Residents can use the app’s Citizens Action Center to alert the city of a variety of issues including potholes, garbage on the side of the road and streets lights that need to be fixed, according to Communications Director Kevin Cook,
“If you happen to see a pothole that needs to be repaired, take a picture of it and we’ll take care of it,” said Kevin Cook, during today’s City Commission meeting.
The user submits a picture of the issue, along with the address, and description. Once submitted, the user will receive a tracking number and be able to see how it’s being handled by the city, Cook said. If the user doesn’t include the address, the city will often be able to use geotag information on the photo to find the problem, he said.
Citizen activist Michael Maguire said he uses the app to report streetlight outages and notify the city of waterfowl in distress around Lake Morton.

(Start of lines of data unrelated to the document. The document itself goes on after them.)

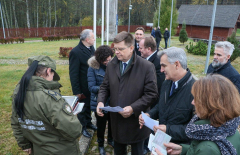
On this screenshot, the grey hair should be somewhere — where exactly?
[80,29,93,41]
[158,47,187,69]
[215,41,235,56]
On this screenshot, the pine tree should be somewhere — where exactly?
[179,22,188,44]
[153,0,178,36]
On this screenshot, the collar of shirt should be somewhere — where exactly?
[146,50,157,60]
[175,80,179,89]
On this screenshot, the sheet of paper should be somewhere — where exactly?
[100,106,123,112]
[141,112,159,130]
[152,130,172,155]
[73,102,85,115]
[148,134,155,151]
[62,96,78,108]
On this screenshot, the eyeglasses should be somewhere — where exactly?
[112,46,130,52]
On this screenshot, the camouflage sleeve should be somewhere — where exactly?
[45,91,82,141]
[11,85,32,150]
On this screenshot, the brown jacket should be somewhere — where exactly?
[98,53,158,144]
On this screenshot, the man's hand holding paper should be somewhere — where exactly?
[139,112,159,130]
[119,106,133,118]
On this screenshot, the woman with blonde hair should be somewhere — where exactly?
[157,74,240,155]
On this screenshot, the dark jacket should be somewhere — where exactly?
[207,60,240,93]
[155,29,162,42]
[69,41,95,97]
[163,30,170,39]
[148,52,165,108]
[148,70,195,144]
[11,76,82,155]
[98,52,158,144]
[134,40,141,56]
[151,29,156,38]
[88,56,108,112]
[181,120,240,155]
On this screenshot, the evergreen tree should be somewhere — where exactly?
[153,0,178,36]
[179,22,188,44]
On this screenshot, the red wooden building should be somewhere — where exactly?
[177,5,240,40]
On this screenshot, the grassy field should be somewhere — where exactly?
[0,37,240,155]
[236,29,240,37]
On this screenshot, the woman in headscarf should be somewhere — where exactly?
[157,74,240,155]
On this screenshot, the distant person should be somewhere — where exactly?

“On the plus side, it puts the city’s operations in the palm of your hand,” he said. “The only missing ingredient is access to the primary menu items on the website, especially the government link that leads to the commission and their meetings.”

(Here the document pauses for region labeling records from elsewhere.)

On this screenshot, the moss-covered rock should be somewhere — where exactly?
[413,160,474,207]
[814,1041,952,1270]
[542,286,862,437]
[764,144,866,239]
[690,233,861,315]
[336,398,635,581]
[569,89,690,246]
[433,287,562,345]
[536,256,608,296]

Maguire said the updated app is easy to use and called it a “very strong improvement” and effective.
City Manager Shawn Sherrouse said in a news release he hopes the app will help the city respond to citizens’ needs.
“With the ability to use your phone to report an issue and easily find a contact number for a service, this app is yet another way for the city to be open, transparent and responsive to our citizens,” he said.

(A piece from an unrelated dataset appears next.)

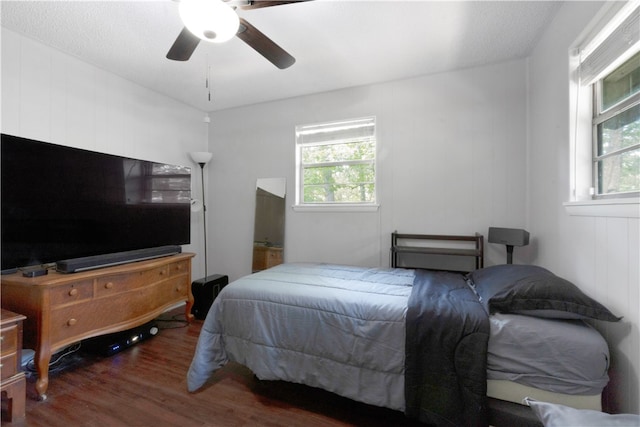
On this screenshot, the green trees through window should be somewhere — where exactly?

The city’s Innovation and Strategy department will receive and vet the ideas submitted, Cook said, adding that the submit-an-dea function isn’t designed to be a complaint hotline.
“We are asking for legitimate ideas on how to improve or add to a city service for the betterment of the community,” Cook said.
The city is already looking into one idea submitted via the app, Cook said. A resident suggesting putting signage at city parks and trails regarding the temperatures on asphalt as a warning to dog walkers.
Citizens whose ideas are implemented will receive a T-shirt from the city and be recognized on the city’s social media channels, he said.
Citizens can also use the app to find information on events, pay bills, news related to the city, view live meetings, submit code enforcement issues, explore library services, and locate contact numbers for city departments.
Job opportunities, and parking and garbage collection information can also be found on the app, according to the release.